The Chinese may admire the West and adopt many of its luxury products and preferences, but not so with fragrances.
“Fragrances do not have as long a history in China as in the West,” explained Wu Zhigang, chief marketing consultant of Shengshi Chuanmei Consultancy Co. He continued, “Foreign perfume companies should find a strategy suited to the market, if they want to develop the business in China. They should pay more attention to consumers’ preferences.”
Those preferences seem to be on the milder, traditional side. Zhao Peng, a perfume consultant with ADE China Co Ltd, a distributor of foreign brands like Bvlgari, Hugo Boss, and Davidoff, said Chinese consumers choose light, flowery fragrances that conform with Chinese emotional reserve.
One of the best-selling foreign perfumes in the Chinese market is Cool Water, the flagship product of Davidoff, because of its refreshing scent. Other luxury fragrances, like Prada from Italy, are not faring as well because of their strong fragrance. The company has substituted Prada Tender – a softer perfume – in its Asian markets. Westerners like strong perfuemes, Zhao Peng said, because the bold scents can mask their body odor caused by their dietary habits.
“The original function of perfume in China has been lost,” Wu said, “and fragrance, which is important in daily life in the West, is dispensable.” Scented soap only arrived in China in the late 20th century, and Western perfume has only been around for about 30 years.
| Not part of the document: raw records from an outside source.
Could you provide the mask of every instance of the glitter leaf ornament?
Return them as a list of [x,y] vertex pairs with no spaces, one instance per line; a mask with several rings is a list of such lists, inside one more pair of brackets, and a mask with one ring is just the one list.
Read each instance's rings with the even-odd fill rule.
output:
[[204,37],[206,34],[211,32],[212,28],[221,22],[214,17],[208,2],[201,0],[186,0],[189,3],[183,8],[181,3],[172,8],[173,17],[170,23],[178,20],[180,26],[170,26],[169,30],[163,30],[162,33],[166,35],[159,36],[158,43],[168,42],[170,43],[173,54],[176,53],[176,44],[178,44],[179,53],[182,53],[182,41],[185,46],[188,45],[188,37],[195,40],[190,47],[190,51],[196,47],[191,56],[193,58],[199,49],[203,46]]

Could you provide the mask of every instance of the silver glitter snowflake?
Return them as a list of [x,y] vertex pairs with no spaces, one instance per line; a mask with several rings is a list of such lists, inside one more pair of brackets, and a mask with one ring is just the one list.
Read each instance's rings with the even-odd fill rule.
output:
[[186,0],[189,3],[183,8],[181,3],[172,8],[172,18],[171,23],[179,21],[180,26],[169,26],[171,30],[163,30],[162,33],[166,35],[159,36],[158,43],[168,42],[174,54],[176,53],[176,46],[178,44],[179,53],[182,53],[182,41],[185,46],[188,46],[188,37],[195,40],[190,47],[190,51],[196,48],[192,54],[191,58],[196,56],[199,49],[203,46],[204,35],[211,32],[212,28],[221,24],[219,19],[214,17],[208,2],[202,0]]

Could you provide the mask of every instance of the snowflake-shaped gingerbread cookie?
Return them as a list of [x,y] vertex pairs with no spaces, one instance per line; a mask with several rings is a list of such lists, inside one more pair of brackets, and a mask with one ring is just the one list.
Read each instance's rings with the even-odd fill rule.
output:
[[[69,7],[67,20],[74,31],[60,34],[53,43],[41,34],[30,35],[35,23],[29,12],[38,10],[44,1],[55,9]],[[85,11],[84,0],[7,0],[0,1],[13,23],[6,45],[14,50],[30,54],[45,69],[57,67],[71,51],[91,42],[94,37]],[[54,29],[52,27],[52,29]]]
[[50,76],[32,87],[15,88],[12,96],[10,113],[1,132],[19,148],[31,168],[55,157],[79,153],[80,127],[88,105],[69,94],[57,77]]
“In our consumer research, we found that lots of consumers love the design and the scent of fragrances, but they’re not in the habit of using them every day,” said Ghislain Devouge, general manager of P&G Prestige Greater China.
Devouge’s company, which owns perfume brands including Gucci, Dolce&Gabbana, and Hugo Boss, attributes the low rate of usage with a lack of familiarity in fragrances. P&G Prestige, according to Devouge, organizes workshops about the history of perfume, presents usage tips, and uses in-store ambassadors and online activities.
Foreign companies’ consumer strategies for the Chinese are beginning to take root. A report released by Horizon Research Consultancy Group in 2010 said that Chinese consumers bought only 1 percent of the fragrances in the world, but the Chinese market has grown by 15 to 25 percent each year since 2008.
Chinese youth is largely responsible for this growth. “Young people think perfume can improve their quality of life and it is a mark of courtesy to others,” said Zhao Peng.
The peak season for fragrances starts in summer and lasts until February. Sales hit their highest around August 6, Chinese Valentine’s Day. “There are still very few fragrances designed specially for the Chinese because of the high cost of research,” Zhao Peng said. Until this investment is made, fragrances in China will be purchased more for gifts than as a daily necessity.